Main context is RAM. It's what the model sees on every turn — the system prompt, the memory blocks, and whatever recent conversation is in scope. Cheap to read (it's just in the prompt), but tightly bounded by the context window and by your token budget. This is where memory blocks live.

Recall storage is SSD. It holds recent message history — the conversation log — and the agent can search it via tool calls when something earlier in the session matters. Slower than main context (you pay a tool call), but much larger.

Archival storage is disk. It's the long-term, searchable knowledge store. The agent inserts items into archival memory with a tool call and searches them with another tool call, typically backed by a vector index.

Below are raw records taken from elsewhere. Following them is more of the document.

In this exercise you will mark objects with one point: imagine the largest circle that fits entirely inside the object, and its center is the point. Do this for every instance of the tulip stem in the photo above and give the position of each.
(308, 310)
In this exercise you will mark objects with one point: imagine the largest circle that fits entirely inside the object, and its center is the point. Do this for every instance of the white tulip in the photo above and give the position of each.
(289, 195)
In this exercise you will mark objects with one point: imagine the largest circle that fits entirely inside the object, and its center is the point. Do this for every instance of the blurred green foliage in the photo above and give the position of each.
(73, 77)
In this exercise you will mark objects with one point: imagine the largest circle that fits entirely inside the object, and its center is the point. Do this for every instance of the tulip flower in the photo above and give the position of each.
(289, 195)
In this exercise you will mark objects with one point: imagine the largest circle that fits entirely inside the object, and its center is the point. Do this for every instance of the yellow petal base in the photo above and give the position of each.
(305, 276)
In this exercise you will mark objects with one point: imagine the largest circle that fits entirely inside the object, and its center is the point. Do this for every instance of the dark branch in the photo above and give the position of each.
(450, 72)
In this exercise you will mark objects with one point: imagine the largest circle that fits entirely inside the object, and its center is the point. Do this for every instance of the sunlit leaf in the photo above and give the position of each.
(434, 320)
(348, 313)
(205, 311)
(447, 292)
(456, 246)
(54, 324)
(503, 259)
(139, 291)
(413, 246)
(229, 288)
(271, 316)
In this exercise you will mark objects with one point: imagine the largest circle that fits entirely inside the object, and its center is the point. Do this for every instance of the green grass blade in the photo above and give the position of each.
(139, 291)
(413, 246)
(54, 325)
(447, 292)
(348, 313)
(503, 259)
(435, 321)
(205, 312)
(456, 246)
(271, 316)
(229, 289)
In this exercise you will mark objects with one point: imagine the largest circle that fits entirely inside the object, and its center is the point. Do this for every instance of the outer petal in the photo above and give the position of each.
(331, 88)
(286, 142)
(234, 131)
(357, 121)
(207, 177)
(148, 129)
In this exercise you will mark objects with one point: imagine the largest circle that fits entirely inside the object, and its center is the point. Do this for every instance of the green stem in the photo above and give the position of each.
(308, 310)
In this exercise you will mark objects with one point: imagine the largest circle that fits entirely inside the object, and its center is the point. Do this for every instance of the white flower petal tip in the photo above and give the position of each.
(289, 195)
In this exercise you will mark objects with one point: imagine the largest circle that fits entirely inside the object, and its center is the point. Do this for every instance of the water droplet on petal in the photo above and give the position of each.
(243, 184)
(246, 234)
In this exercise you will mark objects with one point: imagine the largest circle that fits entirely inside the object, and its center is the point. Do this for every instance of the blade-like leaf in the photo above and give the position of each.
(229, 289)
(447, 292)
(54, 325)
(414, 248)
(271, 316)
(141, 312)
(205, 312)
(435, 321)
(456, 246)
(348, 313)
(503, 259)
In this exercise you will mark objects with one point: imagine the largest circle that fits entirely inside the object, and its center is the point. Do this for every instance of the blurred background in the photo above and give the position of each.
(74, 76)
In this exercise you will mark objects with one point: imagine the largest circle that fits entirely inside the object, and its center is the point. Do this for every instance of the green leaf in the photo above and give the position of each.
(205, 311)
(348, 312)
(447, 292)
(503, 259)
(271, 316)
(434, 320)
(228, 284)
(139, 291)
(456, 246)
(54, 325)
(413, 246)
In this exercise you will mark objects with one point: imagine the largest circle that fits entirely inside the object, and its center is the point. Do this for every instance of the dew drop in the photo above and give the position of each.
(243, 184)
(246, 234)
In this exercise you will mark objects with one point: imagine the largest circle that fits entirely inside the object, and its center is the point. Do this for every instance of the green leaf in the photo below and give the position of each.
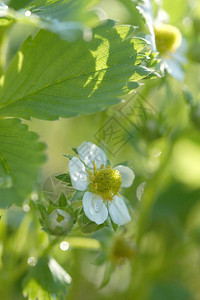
(62, 200)
(20, 158)
(68, 18)
(64, 177)
(71, 79)
(47, 280)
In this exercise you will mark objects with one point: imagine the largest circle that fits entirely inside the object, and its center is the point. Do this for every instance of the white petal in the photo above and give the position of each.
(127, 175)
(89, 152)
(94, 208)
(78, 174)
(118, 211)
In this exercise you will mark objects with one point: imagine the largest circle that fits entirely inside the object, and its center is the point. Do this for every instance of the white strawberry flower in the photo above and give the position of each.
(101, 184)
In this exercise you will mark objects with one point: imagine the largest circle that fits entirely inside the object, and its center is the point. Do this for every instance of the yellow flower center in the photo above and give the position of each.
(168, 38)
(106, 182)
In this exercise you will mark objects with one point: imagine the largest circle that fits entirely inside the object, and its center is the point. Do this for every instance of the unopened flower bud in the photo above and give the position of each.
(168, 38)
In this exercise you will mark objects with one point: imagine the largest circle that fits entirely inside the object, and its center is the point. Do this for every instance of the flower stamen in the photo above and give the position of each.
(106, 182)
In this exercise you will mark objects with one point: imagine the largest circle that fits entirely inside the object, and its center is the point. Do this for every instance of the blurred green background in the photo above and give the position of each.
(160, 127)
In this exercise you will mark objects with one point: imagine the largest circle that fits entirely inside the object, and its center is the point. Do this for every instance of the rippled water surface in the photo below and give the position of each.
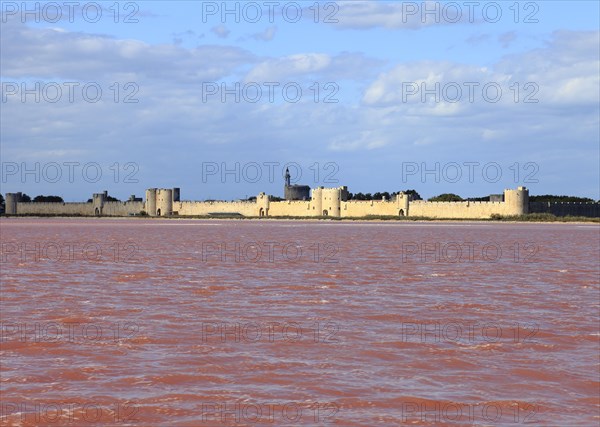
(191, 323)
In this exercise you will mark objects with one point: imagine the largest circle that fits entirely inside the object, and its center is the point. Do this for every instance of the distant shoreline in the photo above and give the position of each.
(394, 220)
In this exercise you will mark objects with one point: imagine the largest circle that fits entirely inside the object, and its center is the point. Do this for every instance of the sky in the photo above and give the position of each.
(219, 98)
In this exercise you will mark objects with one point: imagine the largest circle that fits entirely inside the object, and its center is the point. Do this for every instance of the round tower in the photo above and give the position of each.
(10, 203)
(150, 206)
(331, 203)
(262, 204)
(402, 203)
(317, 202)
(164, 202)
(517, 201)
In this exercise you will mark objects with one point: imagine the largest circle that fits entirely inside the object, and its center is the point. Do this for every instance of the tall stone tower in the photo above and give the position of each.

Capacity is effectively unlimited; latency is the highest of the three tiers because the agent has to formulate a query and the result has to come back through the loop.

The point of the hierarchy isn't elegance. It's that the model has to make choices about which tier each piece of information lives in, and those choices are the agent's job, not the framework's. A fact that matters every turn belongs in a memory block. A fact that matters once a week belongs in archival memory. A line of conversation that might come up later belongs in recall storage by default — it's already there, just not in main context.

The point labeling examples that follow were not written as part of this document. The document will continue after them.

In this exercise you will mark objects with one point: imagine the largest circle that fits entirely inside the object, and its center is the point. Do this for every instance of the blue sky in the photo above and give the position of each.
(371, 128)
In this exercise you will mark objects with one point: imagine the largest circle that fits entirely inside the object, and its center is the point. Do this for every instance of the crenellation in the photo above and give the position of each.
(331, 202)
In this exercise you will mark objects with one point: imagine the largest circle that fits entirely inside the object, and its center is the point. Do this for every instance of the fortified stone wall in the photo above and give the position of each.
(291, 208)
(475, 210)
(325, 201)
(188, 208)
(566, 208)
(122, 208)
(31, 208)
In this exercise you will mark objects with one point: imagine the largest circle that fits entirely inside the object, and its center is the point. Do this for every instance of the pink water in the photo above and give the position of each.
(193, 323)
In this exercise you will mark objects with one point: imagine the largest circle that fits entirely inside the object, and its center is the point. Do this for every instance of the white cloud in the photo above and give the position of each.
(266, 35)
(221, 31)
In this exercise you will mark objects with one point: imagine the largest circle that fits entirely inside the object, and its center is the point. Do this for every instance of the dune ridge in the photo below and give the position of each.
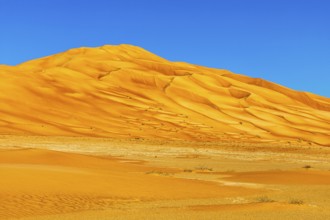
(125, 91)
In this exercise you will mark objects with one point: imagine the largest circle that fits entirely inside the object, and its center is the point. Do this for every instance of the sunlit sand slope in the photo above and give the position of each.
(125, 91)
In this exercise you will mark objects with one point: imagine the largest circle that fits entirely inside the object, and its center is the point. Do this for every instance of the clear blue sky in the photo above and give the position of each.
(284, 41)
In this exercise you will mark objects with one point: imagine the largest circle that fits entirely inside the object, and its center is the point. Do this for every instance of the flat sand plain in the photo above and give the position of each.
(99, 178)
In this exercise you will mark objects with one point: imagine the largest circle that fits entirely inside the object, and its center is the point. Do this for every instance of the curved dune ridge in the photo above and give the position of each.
(125, 91)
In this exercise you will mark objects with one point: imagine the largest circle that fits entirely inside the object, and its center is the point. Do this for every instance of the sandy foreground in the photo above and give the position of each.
(98, 178)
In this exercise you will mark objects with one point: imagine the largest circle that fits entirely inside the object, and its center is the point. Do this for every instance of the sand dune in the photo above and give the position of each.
(41, 182)
(125, 91)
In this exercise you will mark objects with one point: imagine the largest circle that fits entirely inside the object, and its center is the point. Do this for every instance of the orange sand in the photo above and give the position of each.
(42, 182)
(125, 91)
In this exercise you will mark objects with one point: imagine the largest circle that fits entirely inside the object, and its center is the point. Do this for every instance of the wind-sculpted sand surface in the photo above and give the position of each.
(127, 92)
(48, 178)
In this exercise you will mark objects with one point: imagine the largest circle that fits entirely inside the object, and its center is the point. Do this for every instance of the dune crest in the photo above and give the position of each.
(126, 91)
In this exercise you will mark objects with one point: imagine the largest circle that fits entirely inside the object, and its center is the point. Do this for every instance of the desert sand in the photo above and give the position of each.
(116, 132)
(100, 178)
(125, 92)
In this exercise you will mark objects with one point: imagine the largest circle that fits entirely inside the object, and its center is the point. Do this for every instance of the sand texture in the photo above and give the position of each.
(127, 92)
(56, 178)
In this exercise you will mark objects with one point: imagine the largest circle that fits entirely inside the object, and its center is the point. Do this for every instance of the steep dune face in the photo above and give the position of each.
(125, 91)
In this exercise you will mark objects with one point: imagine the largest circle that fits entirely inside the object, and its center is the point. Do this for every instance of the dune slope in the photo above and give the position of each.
(125, 91)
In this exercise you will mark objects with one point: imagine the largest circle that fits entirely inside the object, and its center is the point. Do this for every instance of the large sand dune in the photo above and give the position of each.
(125, 91)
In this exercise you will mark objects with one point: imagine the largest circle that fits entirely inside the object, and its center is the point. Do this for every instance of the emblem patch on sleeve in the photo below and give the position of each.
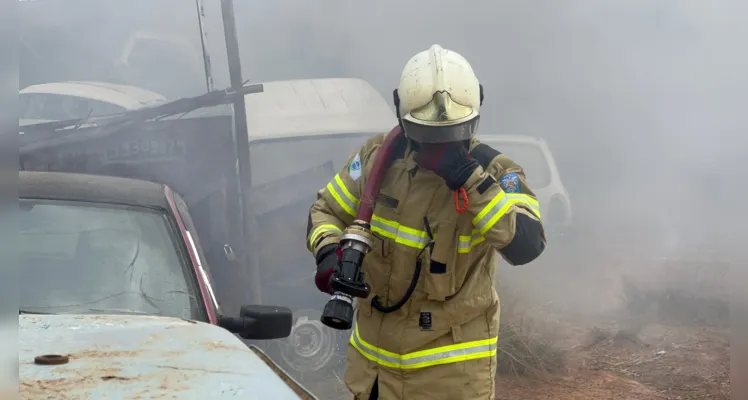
(511, 183)
(355, 169)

Memory blocks — the load-bearing primitive

A memory block is a labeled string that lives in main context. The label gives the agent a stable handle. The string is editable through tool calls. The size is bounded — typically a few hundred to a couple thousand tokens per block — which forces the agent to curate rather than hoard.

The two conventional blocks:

code

[human]
Name: Priya
Role: ML engineer at a mid-stage fintech
Working on: latency reduction for inference pipeline
Communication style: terse, prefers code over prose
Known constraints: GPU budget locked through Q3

code

[persona]
You are an engineering pair-programmer agent.
You stay in scope on the user's current task.
You ask one clarifying question at a time, never multiple.
You prefer to show a small change and get reaction before suggesting the next.

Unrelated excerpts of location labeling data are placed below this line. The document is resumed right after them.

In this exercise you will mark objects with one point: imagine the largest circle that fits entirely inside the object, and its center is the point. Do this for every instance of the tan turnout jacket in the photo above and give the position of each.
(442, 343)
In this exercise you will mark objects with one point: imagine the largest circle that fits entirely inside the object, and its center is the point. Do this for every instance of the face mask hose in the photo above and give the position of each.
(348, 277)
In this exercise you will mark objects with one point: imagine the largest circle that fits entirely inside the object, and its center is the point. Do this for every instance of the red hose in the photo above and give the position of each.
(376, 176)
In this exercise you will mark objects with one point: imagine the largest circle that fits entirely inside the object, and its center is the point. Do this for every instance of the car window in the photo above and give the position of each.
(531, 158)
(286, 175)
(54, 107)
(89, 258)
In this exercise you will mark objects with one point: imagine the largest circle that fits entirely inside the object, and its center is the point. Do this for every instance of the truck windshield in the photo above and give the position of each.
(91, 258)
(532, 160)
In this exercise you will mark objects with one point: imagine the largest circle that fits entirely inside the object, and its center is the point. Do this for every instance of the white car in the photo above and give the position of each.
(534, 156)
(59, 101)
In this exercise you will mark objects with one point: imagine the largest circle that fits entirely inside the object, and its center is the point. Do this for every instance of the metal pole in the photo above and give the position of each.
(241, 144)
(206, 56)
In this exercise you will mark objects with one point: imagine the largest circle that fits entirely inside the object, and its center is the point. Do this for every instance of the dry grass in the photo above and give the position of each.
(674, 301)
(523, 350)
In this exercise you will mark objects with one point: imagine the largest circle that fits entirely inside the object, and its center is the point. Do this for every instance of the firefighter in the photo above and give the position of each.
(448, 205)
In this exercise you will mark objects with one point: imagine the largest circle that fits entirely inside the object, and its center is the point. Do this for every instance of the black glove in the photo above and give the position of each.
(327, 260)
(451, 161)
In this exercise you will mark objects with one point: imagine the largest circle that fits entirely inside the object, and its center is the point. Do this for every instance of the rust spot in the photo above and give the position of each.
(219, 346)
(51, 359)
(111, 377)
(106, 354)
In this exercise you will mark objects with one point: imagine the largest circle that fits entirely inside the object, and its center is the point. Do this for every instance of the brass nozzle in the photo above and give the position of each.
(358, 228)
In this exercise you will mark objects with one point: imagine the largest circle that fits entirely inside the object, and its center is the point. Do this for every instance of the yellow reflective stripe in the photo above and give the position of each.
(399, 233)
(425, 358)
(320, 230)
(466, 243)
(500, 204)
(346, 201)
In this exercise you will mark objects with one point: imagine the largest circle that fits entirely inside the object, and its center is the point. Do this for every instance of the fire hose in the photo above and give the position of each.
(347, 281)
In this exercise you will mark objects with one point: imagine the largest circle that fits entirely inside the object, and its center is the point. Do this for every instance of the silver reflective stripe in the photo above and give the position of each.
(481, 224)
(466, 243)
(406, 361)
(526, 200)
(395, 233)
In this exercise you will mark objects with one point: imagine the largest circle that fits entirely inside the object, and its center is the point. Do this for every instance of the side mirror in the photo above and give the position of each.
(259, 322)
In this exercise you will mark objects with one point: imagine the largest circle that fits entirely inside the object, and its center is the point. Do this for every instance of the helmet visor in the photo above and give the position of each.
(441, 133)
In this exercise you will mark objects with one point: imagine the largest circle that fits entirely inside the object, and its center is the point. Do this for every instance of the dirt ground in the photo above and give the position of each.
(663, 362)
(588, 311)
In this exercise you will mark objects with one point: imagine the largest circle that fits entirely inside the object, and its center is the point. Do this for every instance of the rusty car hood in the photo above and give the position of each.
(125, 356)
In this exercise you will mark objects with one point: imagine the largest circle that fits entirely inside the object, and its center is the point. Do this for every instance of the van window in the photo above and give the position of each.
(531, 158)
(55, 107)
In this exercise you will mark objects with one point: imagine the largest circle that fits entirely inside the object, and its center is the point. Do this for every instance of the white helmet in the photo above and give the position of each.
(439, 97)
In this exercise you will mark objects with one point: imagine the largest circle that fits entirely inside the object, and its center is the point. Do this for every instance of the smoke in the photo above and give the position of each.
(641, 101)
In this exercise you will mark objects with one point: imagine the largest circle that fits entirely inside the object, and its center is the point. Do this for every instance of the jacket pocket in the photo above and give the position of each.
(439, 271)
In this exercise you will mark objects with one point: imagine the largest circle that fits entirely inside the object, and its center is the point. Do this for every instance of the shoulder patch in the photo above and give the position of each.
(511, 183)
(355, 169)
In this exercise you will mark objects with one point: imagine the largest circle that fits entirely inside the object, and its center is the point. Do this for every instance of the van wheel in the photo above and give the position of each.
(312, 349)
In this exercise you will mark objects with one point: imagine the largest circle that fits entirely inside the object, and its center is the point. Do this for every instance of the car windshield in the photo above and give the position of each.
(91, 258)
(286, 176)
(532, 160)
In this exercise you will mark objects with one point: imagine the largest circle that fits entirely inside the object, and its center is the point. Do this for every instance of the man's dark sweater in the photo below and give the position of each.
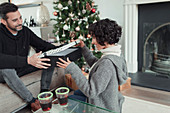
(14, 49)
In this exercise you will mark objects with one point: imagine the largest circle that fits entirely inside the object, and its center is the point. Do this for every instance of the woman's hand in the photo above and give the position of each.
(81, 44)
(64, 63)
(38, 62)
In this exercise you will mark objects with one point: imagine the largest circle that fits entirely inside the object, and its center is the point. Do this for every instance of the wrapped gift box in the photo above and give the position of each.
(72, 53)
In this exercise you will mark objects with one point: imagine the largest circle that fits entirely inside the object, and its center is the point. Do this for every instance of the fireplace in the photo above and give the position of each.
(147, 36)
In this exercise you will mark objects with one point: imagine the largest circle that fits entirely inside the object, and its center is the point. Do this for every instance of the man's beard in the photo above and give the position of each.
(15, 28)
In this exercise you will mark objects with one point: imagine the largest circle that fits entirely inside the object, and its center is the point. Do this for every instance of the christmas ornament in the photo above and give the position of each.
(92, 4)
(65, 27)
(87, 26)
(72, 34)
(80, 21)
(81, 37)
(60, 6)
(88, 7)
(93, 10)
(63, 35)
(88, 36)
(94, 21)
(55, 13)
(71, 15)
(77, 28)
(83, 11)
(56, 32)
(69, 2)
(65, 8)
(55, 1)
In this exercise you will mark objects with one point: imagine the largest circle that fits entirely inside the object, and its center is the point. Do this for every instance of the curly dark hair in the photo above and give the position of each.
(5, 8)
(106, 30)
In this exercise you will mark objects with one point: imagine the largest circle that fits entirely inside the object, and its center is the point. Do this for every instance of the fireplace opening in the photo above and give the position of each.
(153, 46)
(156, 52)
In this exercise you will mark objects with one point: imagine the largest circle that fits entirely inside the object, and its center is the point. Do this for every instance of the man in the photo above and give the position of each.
(15, 41)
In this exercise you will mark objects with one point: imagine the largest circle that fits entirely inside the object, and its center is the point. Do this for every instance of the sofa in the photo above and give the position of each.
(11, 102)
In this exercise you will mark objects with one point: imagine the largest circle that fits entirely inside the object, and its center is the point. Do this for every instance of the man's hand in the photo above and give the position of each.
(38, 62)
(64, 63)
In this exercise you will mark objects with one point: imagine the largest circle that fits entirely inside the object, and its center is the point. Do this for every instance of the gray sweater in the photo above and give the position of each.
(101, 88)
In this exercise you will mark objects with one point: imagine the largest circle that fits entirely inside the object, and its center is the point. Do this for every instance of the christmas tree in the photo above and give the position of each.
(72, 20)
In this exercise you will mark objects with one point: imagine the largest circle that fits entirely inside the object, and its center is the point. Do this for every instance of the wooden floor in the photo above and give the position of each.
(148, 94)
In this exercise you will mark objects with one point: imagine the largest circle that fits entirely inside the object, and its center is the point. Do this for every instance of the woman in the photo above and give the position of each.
(101, 89)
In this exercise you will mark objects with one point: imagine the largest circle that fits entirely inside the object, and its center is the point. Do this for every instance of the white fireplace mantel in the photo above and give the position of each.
(131, 31)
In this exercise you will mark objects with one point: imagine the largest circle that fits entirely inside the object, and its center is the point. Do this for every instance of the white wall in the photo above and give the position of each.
(112, 9)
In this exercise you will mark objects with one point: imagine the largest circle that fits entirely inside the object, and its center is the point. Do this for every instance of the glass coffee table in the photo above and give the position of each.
(76, 106)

The human block is what the agent knows about the user. It accretes over time as the agent learns. The persona block is what the agent knows about itself — its identity, voice, and standing instructions. Both are visible to the model on every turn, which is why blocks are powerful: there's no retrieval to fail. The cost is the token count, which is why blocks are bounded.

Custom blocks are common in production. A coding agent might keep a current_project block with the repo, branch, and ticket. A long-running research agent might keep a findings block summarizing what's been established so far. The pattern is the same: stable labels, bounded size, agent-edited.

Tool-based memory editing

The agent edits memory blocks the same way it does everything else — by calling tools.

core_memory_append(label, content) — add to the named block.
core_memory_replace(label, old_substring, new_substring) — rewrite a span.
archival_memory_insert(content) — push an item into long-term storage.
archival_memory_search(query) — search archival memory and return matches.

The names matter less than the shape: write, rewrite, insert, search. The agent uses these in the middle of normal reasoning. Mid-conversation, the model might decide a fact about the user is worth keeping and emit core_memory_append("human", "Prefers TypeScript over JavaScript for new services"). Later, when archival storage gets too noisy, the model might consolidate by reading several items, summarizing, and inserting a single rolled-up entry.

The prompt-engineering implication is the part most people underestimate. The agent's system prompt has to teach when to write versus when not to write, and when to read archival storage versus when to assume it's not there. Without that teaching, you get one of two failure modes: the agent never edits memory and the human block stays empty for weeks, or the agent edits memory on every turn and the blocks become a stream-of-consciousness journal that fills the context window.

A prompt pattern that tends to work:

code

Memory protocol:
- Append to the [human] block when you learn a stable fact about the user
  (preferences, role, ongoing projects). Never append speculation.
- Replace existing lines when a fact changes. Don't append a contradiction.
- Insert into archival memory only for items that won't fit in [human]
  but you might want later — past project decisions, prior conversations
  worth referencing.
- Search archival memory before answering questions about past work.
- If the [human] block grows past ~200 lines, consolidate.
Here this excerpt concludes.